Birds of Prey

Hoping to replicate the runaway success of Smallville, WB returns to comic books with Birds of Prey. As opposed to the four-color splashiness of traditional Superman comics fare aped by Smallville, Birds of Prey emulates the neo-noir darkness of Frank Miller’s seminal graphic novel Batman: The Dark Knight Returns and Tim Burton’s two Batman films, which borrowed heavily from Miller. While both shows try to stay relatively true to original source materials, Birds of Prey has little chance at the success Smallville has enjoyed.

One of the things that has made Smallville such a hit is its tongue in cheek campiness set against issues of real importance in teen lives. Birds of Prey, however, offers no such camp and no such reality driven issues. It’s as if the show doesn’t exactly know what it wants to be; it tries to be witty and caustic and then to be serious, and fails at both.

Based on the DC Comics series of the same name (created in 1998 by Chuck Dixon, Greg Land and Drew Geraci), Birds of Prey tells the story of a new generation of superheroes with a pretty impressive pedigree.
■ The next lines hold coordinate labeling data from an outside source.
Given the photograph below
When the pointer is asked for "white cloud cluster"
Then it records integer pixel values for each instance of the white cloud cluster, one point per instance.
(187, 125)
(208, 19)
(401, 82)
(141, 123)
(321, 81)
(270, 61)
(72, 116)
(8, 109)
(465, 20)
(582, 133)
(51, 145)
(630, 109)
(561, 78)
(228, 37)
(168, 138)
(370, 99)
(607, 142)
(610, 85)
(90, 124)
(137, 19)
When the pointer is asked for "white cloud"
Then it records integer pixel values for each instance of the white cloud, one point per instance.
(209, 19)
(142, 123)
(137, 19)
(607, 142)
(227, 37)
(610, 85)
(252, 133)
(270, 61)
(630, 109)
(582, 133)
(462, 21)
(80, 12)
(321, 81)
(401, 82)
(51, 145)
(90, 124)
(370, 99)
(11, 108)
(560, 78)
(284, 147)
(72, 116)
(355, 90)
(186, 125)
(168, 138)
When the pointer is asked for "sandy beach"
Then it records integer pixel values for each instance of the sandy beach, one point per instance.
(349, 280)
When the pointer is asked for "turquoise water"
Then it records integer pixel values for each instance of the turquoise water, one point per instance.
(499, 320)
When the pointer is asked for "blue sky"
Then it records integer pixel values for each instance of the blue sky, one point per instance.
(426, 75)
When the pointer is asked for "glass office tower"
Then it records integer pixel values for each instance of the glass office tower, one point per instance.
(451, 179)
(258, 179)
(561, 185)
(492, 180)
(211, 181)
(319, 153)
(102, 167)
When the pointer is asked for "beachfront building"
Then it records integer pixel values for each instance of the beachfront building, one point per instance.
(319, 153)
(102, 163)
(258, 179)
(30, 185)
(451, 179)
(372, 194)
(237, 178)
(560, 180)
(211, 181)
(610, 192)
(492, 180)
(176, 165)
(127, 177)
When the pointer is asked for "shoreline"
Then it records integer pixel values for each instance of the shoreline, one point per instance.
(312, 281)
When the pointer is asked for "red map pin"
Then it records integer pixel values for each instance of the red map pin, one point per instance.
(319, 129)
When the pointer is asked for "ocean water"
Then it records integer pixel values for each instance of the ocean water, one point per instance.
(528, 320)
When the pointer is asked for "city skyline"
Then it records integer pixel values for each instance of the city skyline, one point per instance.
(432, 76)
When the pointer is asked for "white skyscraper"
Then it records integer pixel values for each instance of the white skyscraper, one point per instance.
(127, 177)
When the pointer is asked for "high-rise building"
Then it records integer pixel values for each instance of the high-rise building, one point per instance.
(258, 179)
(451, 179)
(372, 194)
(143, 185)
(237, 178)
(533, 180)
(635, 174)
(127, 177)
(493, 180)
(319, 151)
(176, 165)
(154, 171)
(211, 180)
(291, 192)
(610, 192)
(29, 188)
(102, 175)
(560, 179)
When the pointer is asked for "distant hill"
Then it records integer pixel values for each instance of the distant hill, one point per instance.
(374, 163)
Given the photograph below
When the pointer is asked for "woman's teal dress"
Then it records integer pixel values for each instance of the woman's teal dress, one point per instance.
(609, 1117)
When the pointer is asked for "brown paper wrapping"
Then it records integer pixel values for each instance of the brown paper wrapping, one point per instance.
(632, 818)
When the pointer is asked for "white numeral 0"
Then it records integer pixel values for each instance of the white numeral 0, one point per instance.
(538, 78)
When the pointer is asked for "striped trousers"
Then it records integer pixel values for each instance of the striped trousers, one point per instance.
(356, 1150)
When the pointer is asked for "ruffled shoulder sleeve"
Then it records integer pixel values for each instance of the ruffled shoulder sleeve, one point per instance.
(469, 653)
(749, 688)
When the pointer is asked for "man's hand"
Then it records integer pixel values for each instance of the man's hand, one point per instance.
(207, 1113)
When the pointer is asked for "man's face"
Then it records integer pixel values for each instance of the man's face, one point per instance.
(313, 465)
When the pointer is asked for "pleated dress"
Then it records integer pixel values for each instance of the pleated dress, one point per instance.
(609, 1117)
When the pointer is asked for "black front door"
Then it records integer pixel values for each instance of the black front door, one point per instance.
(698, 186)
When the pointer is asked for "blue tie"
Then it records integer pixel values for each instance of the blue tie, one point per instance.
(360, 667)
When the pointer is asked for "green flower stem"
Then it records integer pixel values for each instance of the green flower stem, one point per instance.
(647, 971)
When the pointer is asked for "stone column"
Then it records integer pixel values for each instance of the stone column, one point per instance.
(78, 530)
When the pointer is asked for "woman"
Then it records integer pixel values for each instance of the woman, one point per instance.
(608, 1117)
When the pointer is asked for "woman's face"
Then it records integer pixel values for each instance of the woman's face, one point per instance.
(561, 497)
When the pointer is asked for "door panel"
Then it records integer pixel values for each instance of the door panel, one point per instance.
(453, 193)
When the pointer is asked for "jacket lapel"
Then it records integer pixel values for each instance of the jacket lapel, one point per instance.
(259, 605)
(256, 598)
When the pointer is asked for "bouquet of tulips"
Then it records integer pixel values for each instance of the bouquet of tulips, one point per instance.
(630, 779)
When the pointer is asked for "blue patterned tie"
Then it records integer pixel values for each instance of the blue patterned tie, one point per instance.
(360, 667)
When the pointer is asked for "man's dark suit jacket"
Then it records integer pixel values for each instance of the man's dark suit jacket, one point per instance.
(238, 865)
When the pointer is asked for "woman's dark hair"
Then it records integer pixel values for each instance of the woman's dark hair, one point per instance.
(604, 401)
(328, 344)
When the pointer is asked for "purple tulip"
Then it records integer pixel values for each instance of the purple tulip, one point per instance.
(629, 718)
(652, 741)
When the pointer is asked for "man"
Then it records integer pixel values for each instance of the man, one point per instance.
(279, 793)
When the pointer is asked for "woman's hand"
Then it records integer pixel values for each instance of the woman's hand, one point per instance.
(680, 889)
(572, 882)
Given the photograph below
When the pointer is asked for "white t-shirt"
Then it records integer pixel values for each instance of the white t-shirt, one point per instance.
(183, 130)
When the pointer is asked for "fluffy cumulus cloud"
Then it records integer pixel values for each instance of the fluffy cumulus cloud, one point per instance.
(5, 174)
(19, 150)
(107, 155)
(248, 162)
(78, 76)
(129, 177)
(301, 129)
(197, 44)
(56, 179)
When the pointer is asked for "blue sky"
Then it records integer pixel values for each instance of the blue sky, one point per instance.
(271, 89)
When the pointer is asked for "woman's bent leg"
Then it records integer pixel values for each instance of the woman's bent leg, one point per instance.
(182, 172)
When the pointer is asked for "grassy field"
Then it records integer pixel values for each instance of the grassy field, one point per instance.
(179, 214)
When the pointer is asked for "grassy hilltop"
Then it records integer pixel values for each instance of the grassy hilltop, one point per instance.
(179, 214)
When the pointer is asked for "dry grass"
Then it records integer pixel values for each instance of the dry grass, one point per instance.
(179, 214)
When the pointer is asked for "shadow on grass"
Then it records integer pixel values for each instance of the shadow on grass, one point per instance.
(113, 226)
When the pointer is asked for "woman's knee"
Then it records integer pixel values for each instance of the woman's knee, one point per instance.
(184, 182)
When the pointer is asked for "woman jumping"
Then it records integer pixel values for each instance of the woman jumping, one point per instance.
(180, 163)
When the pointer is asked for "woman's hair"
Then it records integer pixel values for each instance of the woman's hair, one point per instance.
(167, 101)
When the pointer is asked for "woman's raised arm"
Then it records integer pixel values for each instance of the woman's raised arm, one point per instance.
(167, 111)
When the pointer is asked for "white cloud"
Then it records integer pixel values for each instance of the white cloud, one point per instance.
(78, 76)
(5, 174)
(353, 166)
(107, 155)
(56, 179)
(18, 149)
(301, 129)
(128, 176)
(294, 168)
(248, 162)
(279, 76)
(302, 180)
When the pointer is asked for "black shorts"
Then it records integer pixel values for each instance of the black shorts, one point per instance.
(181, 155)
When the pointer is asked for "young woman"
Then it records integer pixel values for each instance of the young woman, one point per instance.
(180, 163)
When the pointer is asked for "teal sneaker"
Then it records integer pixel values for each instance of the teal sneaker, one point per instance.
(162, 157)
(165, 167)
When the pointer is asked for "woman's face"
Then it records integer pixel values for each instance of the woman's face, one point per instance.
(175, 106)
Barbara Gordon (Dina Meyer), who was at one time Batgirl, is now Oracle, computer sciences teacher by day, guardian of Gotham City by night. Helena Kyle (Ashley Scott) is The Huntress, the muscle, who’s also the daughter of Batman/Bruce Wayne and Catwoman/Selena Kyle. The third member is Dinah Lance (in the comic, she’s Black Canary, although the show hasn’t identified her by this name yet), a teenage meta-human girl with immense psychic powers.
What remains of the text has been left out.